Die zweite Antwort entspricht der digital-politischen Zumutung, die man schon während der Pandemie aus der ersten Reihe beobachten konnte. Tatsächlich ist es in Deutschland verboten, Menschen ohne ihre vorherige Zustimmung Botschaften zu senden. Daher hätte es eine Verordnung geben müssen. Dafür aber fehlte laut Bundesknallminister Andreas Scheuer bisher »der politische Wille an mancher Stelle«. Die kryptische Formulierung soll natürlich Unionskollegen schützen, aber lässt sich leicht auflösen. Die Zuständigkeit für die notwendigen, an die Telekommunikationsunternehmen gerichteten Gesetzesgrundlagen liegt beim Wirtschaftsministerium. So etwas aber vorzuschreiben, sagte ein Insider schon im März 2020 zum Thema Cell Broadcast in der Coronapandemie, entspreche nicht der »Philosophie des Wirtschaftsministeriums«.

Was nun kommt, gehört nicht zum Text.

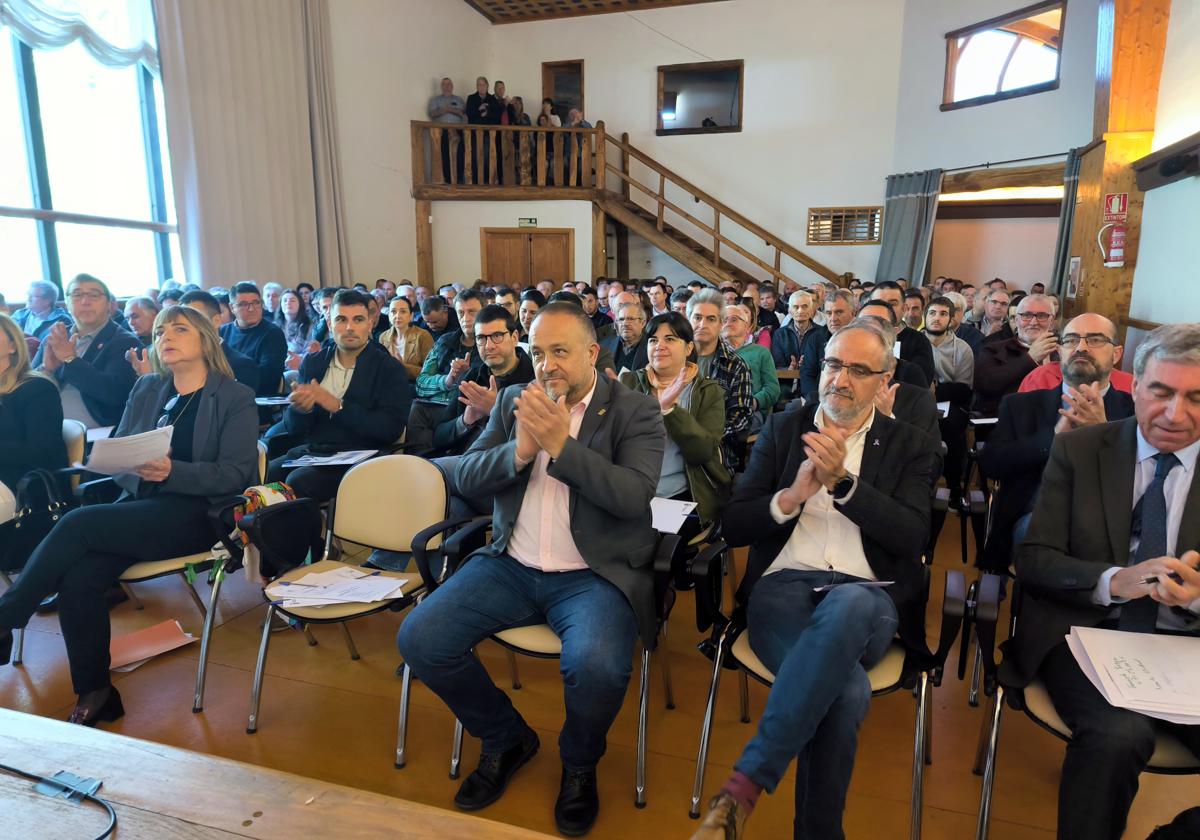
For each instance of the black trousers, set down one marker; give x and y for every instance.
(84, 555)
(1108, 751)
(312, 483)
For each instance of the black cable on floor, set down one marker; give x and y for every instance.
(112, 814)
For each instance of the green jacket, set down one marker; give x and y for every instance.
(762, 375)
(697, 432)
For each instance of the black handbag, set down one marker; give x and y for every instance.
(40, 505)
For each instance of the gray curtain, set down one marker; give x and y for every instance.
(910, 207)
(1057, 283)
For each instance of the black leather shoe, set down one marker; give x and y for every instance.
(97, 706)
(490, 779)
(579, 803)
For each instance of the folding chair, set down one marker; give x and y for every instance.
(364, 513)
(1170, 757)
(539, 641)
(904, 666)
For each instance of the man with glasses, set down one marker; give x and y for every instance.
(41, 310)
(88, 361)
(834, 493)
(253, 336)
(502, 364)
(1019, 444)
(628, 346)
(1003, 364)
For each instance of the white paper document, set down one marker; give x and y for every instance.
(346, 585)
(337, 460)
(669, 515)
(112, 456)
(1151, 673)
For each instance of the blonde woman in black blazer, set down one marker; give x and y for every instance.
(162, 511)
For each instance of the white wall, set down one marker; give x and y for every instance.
(1042, 124)
(389, 59)
(456, 249)
(976, 250)
(1165, 288)
(819, 114)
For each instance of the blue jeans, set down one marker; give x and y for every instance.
(819, 646)
(495, 593)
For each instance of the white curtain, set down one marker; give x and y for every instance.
(117, 33)
(247, 167)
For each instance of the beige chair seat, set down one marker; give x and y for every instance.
(535, 639)
(144, 571)
(1169, 753)
(337, 612)
(883, 676)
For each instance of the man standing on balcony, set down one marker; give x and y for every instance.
(449, 109)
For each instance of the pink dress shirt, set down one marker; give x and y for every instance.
(541, 535)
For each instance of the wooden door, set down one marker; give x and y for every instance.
(522, 257)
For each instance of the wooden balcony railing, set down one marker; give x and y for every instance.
(465, 157)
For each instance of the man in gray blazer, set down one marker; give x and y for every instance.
(573, 460)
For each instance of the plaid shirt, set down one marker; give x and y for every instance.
(731, 371)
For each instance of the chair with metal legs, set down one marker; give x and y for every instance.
(1170, 757)
(904, 666)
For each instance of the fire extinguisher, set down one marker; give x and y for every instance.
(1114, 256)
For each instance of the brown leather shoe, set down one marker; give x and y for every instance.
(726, 820)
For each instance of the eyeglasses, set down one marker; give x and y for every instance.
(1095, 340)
(835, 366)
(491, 337)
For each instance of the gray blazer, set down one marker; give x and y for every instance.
(612, 471)
(225, 447)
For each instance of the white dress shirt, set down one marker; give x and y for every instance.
(1175, 490)
(825, 539)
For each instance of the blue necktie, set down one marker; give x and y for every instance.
(1150, 522)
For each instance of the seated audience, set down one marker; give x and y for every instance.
(694, 415)
(1117, 509)
(88, 361)
(717, 360)
(139, 315)
(503, 364)
(573, 460)
(1019, 444)
(833, 492)
(162, 511)
(408, 343)
(1003, 364)
(351, 395)
(30, 413)
(839, 311)
(444, 367)
(738, 334)
(41, 311)
(255, 336)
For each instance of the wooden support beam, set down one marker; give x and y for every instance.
(425, 244)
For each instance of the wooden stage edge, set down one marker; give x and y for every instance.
(166, 792)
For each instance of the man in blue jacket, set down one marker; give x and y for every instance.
(351, 395)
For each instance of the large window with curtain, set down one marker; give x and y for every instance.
(85, 183)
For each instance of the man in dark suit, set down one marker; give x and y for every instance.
(573, 460)
(351, 394)
(835, 493)
(1120, 505)
(88, 361)
(1019, 445)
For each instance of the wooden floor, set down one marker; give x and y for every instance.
(334, 719)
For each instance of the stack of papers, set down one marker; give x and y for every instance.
(1151, 673)
(346, 585)
(336, 460)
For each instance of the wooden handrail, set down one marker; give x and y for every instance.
(725, 210)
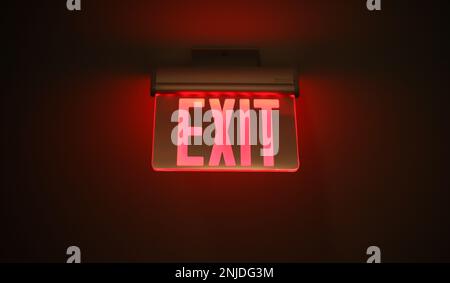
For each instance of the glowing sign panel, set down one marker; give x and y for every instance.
(225, 131)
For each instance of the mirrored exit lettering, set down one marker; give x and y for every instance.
(232, 122)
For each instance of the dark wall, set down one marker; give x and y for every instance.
(76, 134)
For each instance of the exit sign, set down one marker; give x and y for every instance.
(225, 131)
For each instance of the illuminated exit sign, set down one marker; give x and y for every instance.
(225, 131)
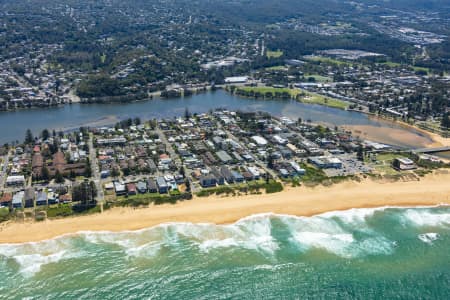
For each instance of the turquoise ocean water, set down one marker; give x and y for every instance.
(401, 253)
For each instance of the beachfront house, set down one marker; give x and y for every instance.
(41, 198)
(17, 201)
(163, 188)
(152, 187)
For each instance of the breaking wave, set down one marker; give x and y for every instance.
(348, 234)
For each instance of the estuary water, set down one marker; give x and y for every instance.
(400, 253)
(14, 124)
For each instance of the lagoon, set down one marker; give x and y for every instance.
(13, 124)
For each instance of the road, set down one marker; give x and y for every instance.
(4, 169)
(258, 162)
(95, 169)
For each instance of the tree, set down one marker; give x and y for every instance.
(360, 153)
(182, 172)
(445, 123)
(45, 174)
(115, 172)
(29, 137)
(58, 177)
(88, 170)
(45, 134)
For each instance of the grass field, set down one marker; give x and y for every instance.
(398, 65)
(319, 78)
(274, 54)
(277, 68)
(326, 101)
(308, 96)
(328, 60)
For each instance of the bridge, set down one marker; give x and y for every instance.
(431, 150)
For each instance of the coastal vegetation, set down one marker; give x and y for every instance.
(289, 93)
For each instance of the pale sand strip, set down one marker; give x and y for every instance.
(432, 190)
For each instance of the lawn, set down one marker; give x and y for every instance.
(274, 54)
(311, 98)
(319, 78)
(267, 89)
(322, 100)
(327, 60)
(277, 68)
(398, 65)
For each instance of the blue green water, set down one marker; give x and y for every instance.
(401, 253)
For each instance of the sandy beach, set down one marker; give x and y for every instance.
(431, 190)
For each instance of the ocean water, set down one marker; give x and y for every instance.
(401, 253)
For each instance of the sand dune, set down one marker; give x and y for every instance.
(431, 190)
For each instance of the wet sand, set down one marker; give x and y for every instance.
(432, 190)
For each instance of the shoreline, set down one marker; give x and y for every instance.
(432, 190)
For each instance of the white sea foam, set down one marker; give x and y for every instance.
(429, 237)
(250, 233)
(332, 231)
(32, 256)
(424, 218)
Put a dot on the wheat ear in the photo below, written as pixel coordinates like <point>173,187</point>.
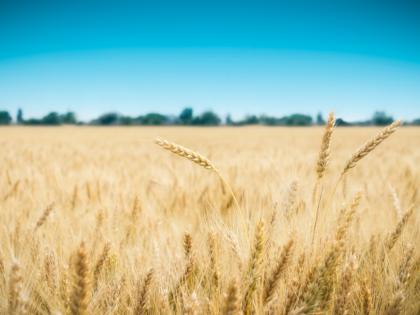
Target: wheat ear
<point>15,288</point>
<point>44,216</point>
<point>197,158</point>
<point>143,294</point>
<point>273,281</point>
<point>80,296</point>
<point>232,306</point>
<point>324,153</point>
<point>370,146</point>
<point>255,267</point>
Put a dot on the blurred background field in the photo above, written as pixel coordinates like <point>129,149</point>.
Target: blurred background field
<point>114,188</point>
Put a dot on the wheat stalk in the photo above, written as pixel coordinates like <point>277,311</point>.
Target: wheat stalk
<point>80,296</point>
<point>143,294</point>
<point>44,216</point>
<point>324,153</point>
<point>255,266</point>
<point>197,158</point>
<point>370,146</point>
<point>273,281</point>
<point>232,305</point>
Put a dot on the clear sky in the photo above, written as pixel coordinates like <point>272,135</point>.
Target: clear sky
<point>238,57</point>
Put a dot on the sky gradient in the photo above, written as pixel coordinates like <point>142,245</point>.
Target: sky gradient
<point>235,57</point>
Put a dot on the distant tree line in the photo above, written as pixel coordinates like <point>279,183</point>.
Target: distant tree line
<point>188,118</point>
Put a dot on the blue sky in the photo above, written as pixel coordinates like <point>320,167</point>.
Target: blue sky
<point>238,57</point>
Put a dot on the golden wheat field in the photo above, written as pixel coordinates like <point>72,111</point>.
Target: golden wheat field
<point>106,221</point>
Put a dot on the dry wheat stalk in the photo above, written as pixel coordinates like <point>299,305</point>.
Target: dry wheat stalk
<point>187,245</point>
<point>274,279</point>
<point>255,266</point>
<point>43,217</point>
<point>196,158</point>
<point>143,294</point>
<point>232,303</point>
<point>100,263</point>
<point>394,236</point>
<point>80,296</point>
<point>213,261</point>
<point>367,303</point>
<point>15,289</point>
<point>370,146</point>
<point>324,153</point>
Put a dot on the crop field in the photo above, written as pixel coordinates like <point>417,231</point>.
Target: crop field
<point>264,221</point>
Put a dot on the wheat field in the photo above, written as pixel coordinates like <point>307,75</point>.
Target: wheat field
<point>264,221</point>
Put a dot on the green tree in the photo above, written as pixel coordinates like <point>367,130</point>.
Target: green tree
<point>153,119</point>
<point>208,118</point>
<point>320,121</point>
<point>5,118</point>
<point>186,116</point>
<point>52,118</point>
<point>68,118</point>
<point>381,119</point>
<point>107,119</point>
<point>19,117</point>
<point>298,120</point>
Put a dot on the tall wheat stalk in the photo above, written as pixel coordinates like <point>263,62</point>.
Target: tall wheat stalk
<point>197,158</point>
<point>370,146</point>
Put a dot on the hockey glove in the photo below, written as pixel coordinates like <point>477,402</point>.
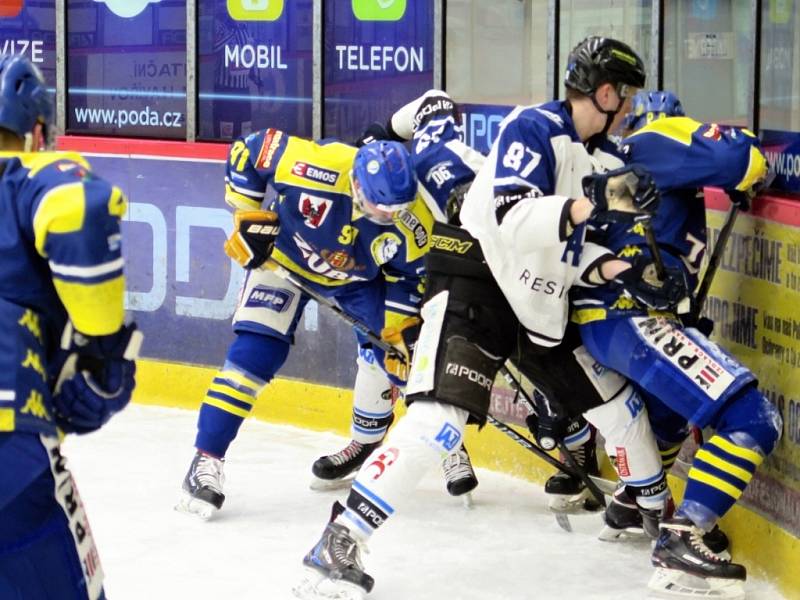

Die dritte Antwort gehört bei den meisten Problemen des Landes in die erste Reihe der Begründungen. Es handelt sich um die deutsche Amtshybris, alles besser zu wissen als alle anderen. Im Zweifel übrigens auch besser als die eigene Bevölkerung. Als durch die Flut in Nordrhein-Westfalen viele Menschen zu Tode kamen, behauptete Innenminister Reul, nicht etwa der Staat mit seiner am Warntag 2020 bewiesenen mangelhaften Informationstechnik trage die Verantwortung. Nein, die stumpfen Leute dort draußen hätten es zwar alle gewusst mit dem Starkregen – aber die Warnungen nicht ernst genommen. Selbst schuld also, laut Reul.

Die EU hatte ein verbindliches Warnsystem per Cell Broadcast bis 2022 einführen wollen. Deutschland aber drängte auf eine Ausnahme und bekam sie. EU-Staaten können festlegen, dass ihre eigenen Warnsysteme so gut seien wie Cell Broadcasts. Konkret erklärte die Bundesregierung offenbar ernsthaft, mit Apps, Durchsagen im öffentlich-rechtlichen Rundfunk und Sirenen ähnlich effektiv zu sein wie Cell Broadcasts. Ist diese Behauptung noch Hybris oder schon grob fahrlässige Inkaufnahme von Toten?

Machen wir die Gegenprobe. Im Juni 2020 veranstaltete die niederländische Regierung einen Katastrophentest per Cell Broadcast. Sie erreichte mehr als 90 Prozent der Bevölkerung.